The Bitcoin atomic swaps has recently been introduced by Qtum. Atomic swaps is a system that enables cryptocurrencies investors the opportunity to exchange cryptocurrecies from each other without an exchange infrastructure or a third party.
The Hash Time-Locked Contracts (HTLCs) technology was used to implement the Bitcoin Atomic swaps with a code of the open source currency, which is a very safe way of implementing the Bitcoin atomic swaps.
The officials of the Qtum platform also revealed other plans to create the “0 Value UTXOs,” platform that will give the Bitcoin atomic swaps users that don’t have the Qtum tokens the opportunity to interact with the smart contract.
This means that a third party can pay the fee since they don’t have the Qtum tokens. Qtum generally allows the decentralized applications (DApps) and they also accepts the smart contracts. As at the time of reporting this Qtum gained 2.6% to it’s price and it is trading at $2.39 presently.

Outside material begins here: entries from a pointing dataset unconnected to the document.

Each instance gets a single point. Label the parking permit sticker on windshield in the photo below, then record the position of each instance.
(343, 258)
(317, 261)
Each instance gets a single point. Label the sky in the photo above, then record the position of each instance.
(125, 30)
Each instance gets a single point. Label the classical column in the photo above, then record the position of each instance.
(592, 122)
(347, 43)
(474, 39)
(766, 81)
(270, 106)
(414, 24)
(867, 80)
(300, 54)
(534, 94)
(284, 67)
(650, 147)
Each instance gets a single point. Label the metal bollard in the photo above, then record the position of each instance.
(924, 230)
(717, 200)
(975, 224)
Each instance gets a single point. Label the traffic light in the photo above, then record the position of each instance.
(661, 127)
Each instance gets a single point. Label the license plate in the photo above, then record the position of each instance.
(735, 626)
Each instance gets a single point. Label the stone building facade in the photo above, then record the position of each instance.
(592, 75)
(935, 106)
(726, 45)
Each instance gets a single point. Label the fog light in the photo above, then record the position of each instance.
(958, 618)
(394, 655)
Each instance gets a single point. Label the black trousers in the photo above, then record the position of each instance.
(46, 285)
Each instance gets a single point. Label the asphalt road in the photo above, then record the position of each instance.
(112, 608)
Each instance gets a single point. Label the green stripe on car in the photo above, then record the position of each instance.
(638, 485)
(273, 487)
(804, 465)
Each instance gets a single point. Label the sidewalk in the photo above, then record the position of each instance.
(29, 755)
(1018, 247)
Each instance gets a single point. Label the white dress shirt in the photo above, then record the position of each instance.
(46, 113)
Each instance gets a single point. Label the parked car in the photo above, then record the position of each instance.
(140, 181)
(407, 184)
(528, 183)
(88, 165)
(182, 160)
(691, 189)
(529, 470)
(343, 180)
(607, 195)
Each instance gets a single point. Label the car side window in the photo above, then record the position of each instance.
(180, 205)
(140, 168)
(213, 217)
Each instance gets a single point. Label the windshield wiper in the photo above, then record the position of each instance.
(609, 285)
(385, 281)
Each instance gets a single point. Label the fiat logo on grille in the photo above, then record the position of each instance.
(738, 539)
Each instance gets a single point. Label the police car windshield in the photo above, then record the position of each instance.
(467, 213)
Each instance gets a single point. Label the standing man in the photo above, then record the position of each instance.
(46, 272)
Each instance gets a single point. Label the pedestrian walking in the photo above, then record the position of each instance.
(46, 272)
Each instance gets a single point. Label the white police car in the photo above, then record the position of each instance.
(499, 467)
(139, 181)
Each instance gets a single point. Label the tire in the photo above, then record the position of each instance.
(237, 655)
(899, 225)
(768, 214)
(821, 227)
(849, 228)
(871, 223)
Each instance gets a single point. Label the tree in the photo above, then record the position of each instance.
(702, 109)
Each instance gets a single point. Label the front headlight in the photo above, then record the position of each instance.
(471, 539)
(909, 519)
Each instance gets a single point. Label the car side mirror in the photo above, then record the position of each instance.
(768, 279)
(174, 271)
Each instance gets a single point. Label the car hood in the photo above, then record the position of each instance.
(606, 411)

However, looking at the differences between Qtum and Ethereum (which also accepts the smart contracts and DApps) is that the Blockchain of Qtum allows users the opportunity to make lightweight smart contract interactions.
Qtum gave a Columbian university research team $400,000 in December 2018, to enable them develop the smart contract programming language.
The Bitcoin atomic swaps is a good thing that will really give people the opportunity to exchange any cryptocurrency of their choice and we also hope other blockchain platform emulate this development.